Что-то происходит. Людоедство. Прыжки с пятого этажа. Стрельба. Человек в пальто, набросившийся на подполковника. Нельзя никуда дозвониться. В новостях — ничего. Отключена вода. И тепло. Может, террористы отравили чем-то воду? Как они могли отравить её? Отравили Туру? Абсурд. И на водозаборазх вода проходит всякие там стадии очистки и дезинфекции. Танька ела яблоко. Красное. Она съела его — и с нею началось это. Замерла у окна, — а потом было то, что было. Может, муж и не бил её. Не толкал. Тут диверсия яблочная. Яблочные террористы завалили Тюмень (или страну) отравленными зелёными яблоками. Нет, не отравленными, а с каким-нибудь химическим веществом, делающим из человека хищного побелевшего людоеда. Яблоки, возможно, способствуют какой-то очень быстрой мутации, превращающей человека в совершенно новое существо, могущее жить без сердца и без дыхания. В существо со здоровым аппетитом. Умеющее спрыгнуть с пятого этажа и сохранить здоровый аппетит.

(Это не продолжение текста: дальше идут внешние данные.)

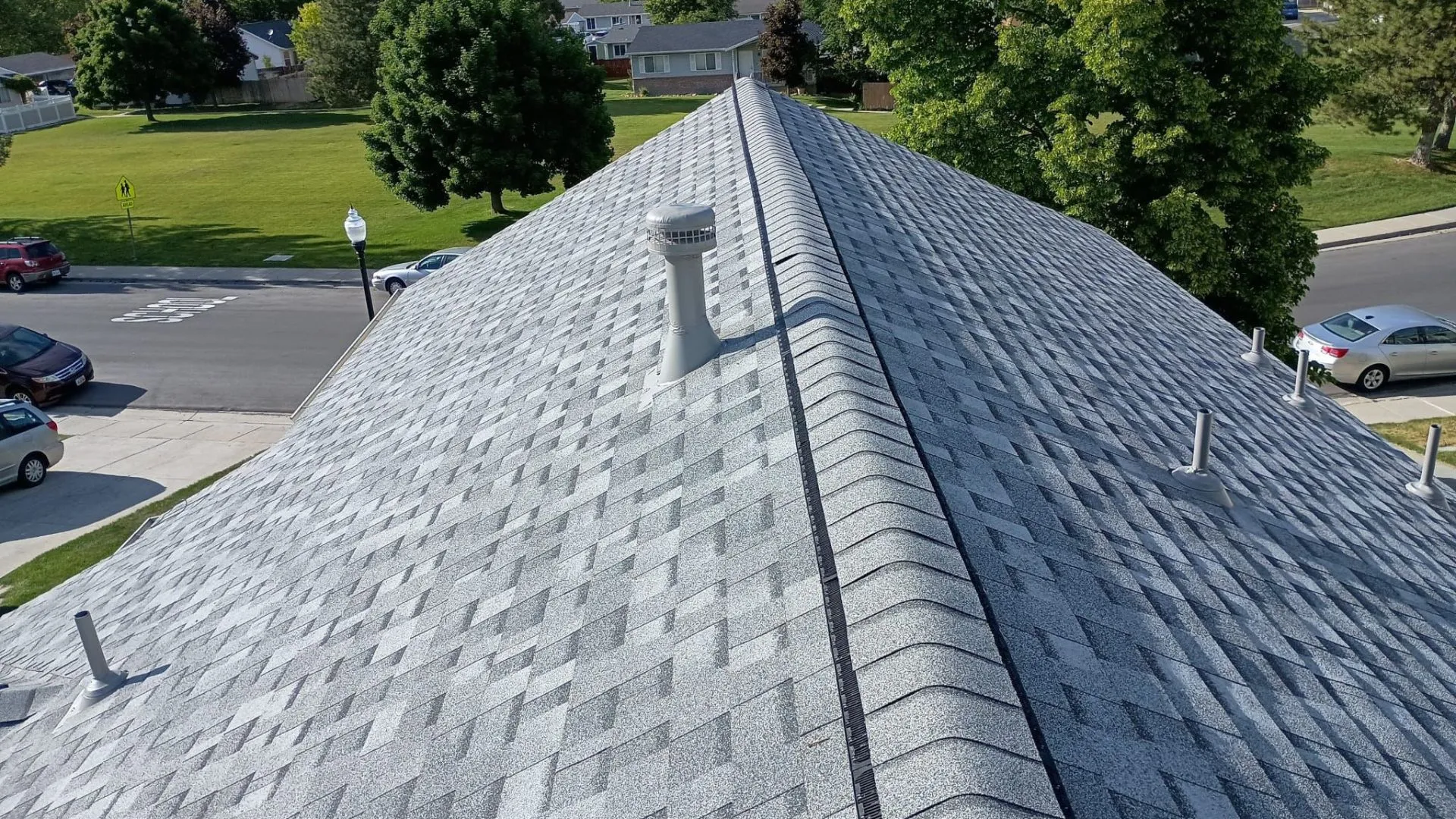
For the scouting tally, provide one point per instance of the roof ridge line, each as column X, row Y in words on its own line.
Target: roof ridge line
column 799, row 222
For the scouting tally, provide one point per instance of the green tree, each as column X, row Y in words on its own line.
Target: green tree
column 479, row 96
column 306, row 28
column 218, row 25
column 1400, row 63
column 139, row 52
column 677, row 12
column 1174, row 129
column 343, row 53
column 783, row 46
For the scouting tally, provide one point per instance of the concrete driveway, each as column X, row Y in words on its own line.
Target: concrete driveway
column 117, row 460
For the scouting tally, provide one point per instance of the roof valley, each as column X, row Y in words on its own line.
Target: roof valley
column 921, row 643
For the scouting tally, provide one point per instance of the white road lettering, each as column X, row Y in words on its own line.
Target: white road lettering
column 171, row 311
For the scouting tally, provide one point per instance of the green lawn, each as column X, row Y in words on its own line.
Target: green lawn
column 1365, row 178
column 55, row 567
column 235, row 187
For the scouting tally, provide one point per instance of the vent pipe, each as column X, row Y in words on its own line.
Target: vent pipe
column 682, row 234
column 1301, row 378
column 1197, row 477
column 1426, row 488
column 104, row 679
column 1256, row 354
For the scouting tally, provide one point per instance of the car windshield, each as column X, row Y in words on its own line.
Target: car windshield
column 22, row 346
column 1348, row 327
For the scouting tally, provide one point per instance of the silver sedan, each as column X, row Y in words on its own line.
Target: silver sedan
column 1375, row 346
column 398, row 276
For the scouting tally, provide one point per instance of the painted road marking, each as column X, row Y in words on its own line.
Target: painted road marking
column 171, row 311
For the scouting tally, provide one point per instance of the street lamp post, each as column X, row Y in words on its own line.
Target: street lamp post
column 356, row 229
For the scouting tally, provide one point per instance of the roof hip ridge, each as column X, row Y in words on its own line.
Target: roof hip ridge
column 807, row 271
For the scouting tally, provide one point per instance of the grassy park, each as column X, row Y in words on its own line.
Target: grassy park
column 234, row 187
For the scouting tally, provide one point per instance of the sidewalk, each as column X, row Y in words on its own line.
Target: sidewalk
column 1413, row 224
column 118, row 460
column 216, row 275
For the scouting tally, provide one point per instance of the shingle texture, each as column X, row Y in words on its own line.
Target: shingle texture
column 943, row 417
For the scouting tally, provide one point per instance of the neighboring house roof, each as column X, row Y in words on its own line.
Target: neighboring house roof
column 275, row 33
column 705, row 37
column 36, row 63
column 908, row 547
column 610, row 9
column 615, row 36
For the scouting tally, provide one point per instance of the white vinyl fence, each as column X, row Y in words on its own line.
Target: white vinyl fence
column 39, row 112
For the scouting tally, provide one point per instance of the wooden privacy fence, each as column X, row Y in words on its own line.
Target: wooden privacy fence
column 875, row 96
column 268, row 91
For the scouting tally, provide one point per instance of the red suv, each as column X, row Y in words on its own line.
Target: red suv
column 30, row 260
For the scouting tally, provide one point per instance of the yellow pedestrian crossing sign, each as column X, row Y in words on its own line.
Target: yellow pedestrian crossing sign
column 126, row 193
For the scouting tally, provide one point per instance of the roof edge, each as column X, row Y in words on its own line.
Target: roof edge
column 894, row 547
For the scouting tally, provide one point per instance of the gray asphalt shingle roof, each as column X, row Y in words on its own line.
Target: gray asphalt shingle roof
column 705, row 37
column 908, row 545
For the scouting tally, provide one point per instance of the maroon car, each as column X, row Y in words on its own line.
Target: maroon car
column 30, row 260
column 36, row 369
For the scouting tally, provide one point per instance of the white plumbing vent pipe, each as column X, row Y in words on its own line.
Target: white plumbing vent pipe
column 682, row 234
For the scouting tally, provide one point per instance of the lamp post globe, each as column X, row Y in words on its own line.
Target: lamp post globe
column 356, row 231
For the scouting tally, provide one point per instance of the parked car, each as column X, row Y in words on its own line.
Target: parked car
column 400, row 276
column 30, row 445
column 1375, row 346
column 36, row 369
column 28, row 260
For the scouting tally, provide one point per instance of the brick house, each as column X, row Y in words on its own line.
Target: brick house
column 698, row 57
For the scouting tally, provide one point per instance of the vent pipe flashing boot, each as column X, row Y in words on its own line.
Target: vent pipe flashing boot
column 1256, row 354
column 104, row 679
column 682, row 234
column 1301, row 376
column 1426, row 488
column 1197, row 477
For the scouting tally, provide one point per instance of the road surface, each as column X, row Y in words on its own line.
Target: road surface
column 1419, row 271
column 254, row 349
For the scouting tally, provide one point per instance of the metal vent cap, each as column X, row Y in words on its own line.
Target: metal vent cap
column 682, row 229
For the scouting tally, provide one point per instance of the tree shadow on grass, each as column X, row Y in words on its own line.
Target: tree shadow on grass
column 105, row 241
column 258, row 121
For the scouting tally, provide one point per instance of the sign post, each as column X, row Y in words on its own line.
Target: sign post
column 127, row 196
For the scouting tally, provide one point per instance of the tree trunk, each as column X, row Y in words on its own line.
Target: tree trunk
column 1423, row 150
column 1443, row 134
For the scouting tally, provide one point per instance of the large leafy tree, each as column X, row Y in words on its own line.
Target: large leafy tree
column 1400, row 60
column 676, row 12
column 1175, row 126
column 341, row 52
column 481, row 96
column 785, row 49
column 218, row 25
column 139, row 52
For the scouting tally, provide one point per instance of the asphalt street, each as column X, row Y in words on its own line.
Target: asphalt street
column 1419, row 271
column 254, row 349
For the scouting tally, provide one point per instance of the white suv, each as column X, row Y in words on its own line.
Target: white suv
column 30, row 444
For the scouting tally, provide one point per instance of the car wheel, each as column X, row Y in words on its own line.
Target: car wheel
column 1373, row 378
column 33, row 471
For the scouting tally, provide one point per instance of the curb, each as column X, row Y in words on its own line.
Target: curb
column 1388, row 235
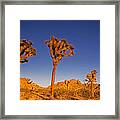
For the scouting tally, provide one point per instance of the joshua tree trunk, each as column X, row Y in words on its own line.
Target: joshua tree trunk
column 53, row 79
column 92, row 90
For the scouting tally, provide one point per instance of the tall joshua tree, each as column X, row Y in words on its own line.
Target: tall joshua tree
column 91, row 79
column 58, row 50
column 26, row 50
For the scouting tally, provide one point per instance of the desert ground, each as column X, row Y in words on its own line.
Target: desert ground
column 66, row 90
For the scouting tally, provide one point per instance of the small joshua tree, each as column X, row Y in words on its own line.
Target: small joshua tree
column 91, row 79
column 26, row 50
column 58, row 50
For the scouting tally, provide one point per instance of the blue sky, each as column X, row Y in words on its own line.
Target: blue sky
column 84, row 35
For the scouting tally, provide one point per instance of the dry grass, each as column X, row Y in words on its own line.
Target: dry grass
column 67, row 90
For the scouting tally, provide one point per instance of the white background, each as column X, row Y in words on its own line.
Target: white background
column 106, row 15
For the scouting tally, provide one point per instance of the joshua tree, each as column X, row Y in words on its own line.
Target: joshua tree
column 91, row 79
column 58, row 50
column 26, row 50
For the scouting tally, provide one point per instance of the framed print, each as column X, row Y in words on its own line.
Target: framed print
column 60, row 59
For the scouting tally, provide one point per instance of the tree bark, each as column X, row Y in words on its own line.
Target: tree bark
column 53, row 79
column 92, row 90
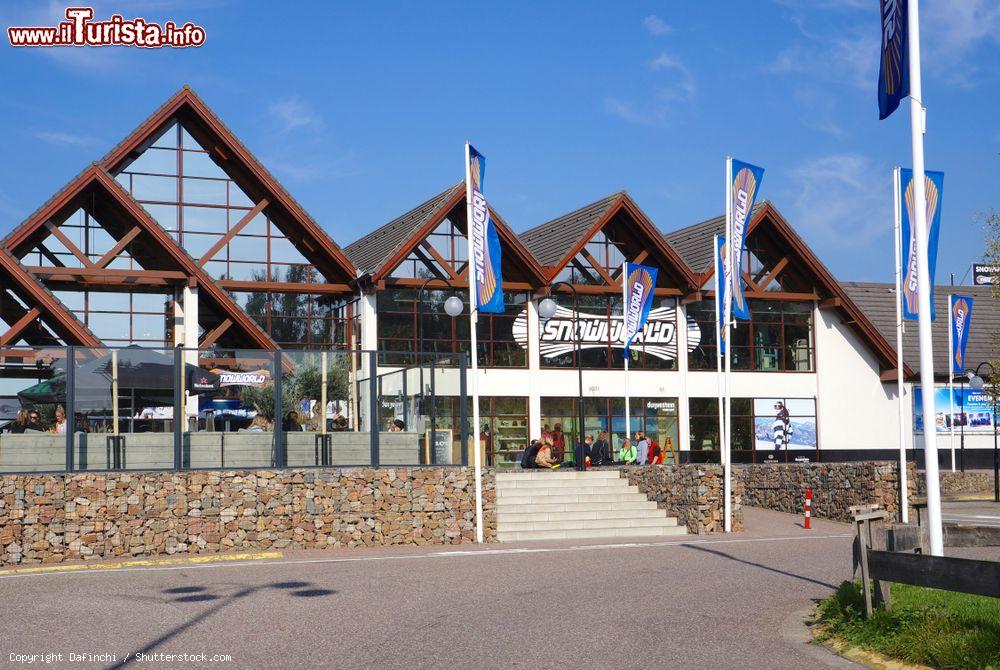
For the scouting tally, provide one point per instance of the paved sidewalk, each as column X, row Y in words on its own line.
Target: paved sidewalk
column 696, row 602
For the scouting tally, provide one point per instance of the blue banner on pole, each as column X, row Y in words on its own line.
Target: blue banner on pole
column 745, row 186
column 894, row 68
column 485, row 241
column 640, row 282
column 934, row 192
column 961, row 322
column 722, row 301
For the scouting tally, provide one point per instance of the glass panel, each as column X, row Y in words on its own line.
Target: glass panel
column 123, row 403
column 32, row 393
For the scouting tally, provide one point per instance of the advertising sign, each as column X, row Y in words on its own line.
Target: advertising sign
column 984, row 275
column 781, row 424
column 973, row 410
column 658, row 335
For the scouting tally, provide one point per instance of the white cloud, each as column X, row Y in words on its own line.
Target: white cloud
column 843, row 201
column 293, row 113
column 675, row 86
column 655, row 26
column 64, row 139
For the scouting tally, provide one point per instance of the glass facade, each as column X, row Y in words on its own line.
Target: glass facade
column 657, row 417
column 777, row 338
column 763, row 429
column 400, row 318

И кто же будет передавать эти людоедско-яблочные новости? Понятно, отчего ни слова по ТэВэ и по радио не передают. Власти решают, как бы так сообщить, чтобы сохранился порядок. Или как бы не сообщить. Власти, как всегда, либо боятся паники среди населения, либо не знают, как себя вести, либо ждут указаний более высоких властей, либо всё вместе. Либо случилось что-то такое жуткое (почему-то Танька, засыпаемая снежком, и её обглоданный муж кажутся мне не жуткими, а трагикомическими персонажами; потому, должно быть, что я всё ещё не верю в увиденное, как не верю в хоррор-кино), о чём власти сообщать вообще не хотят, пока не предпримут «надлежащие меры». Подтягивают какой-нибудь спецназ для «зачистки»… Или подвернувшихся солдатиков срочной службы — из какого-нибудь стройбата или желдорбата… Ага, а потом комендантский час «в связи с бактериологической опасностью», проверка паспортного режима, — и диктатура вынырнувшего из тени тюменского удельного князька, с ума сошедшего от нефтяных и газовых барышей, тяготеющего к мировой власти и готовящегося для начала низложить российского президента, не умеющего правильно распределять нефтяные доходы и делать газовую политику. А может, власти и не верят в то, что происходит. Думают, какие-то идиоты балуются, звонят по телефонам. Вот кто поверит в то, что жена съела мужа, спрыгнула из окна и съела ещё одного человека, пытавшегося ей помочь? «Алло, вас слушают. Ясно. Каннибализм на Рижской. Прыжки с пятого этажа. Обычное дело. Теперь все едят и прыгают. Сейчас вышлем спецназ, «скорую», бойцов ОМОН и наблюдателей из ООН. И водопроводчика». И общей городской реакции нет. Есть, допустим, реакция частная — тех же врачей «скорой помощи», у которых, можно предположить, все машины на вызовах, и телефоны, что называется, оборваны, и реакция милиционеров, до которых тоже нельзя дозвониться, потому что звонящих намного больше, чем отвечающих.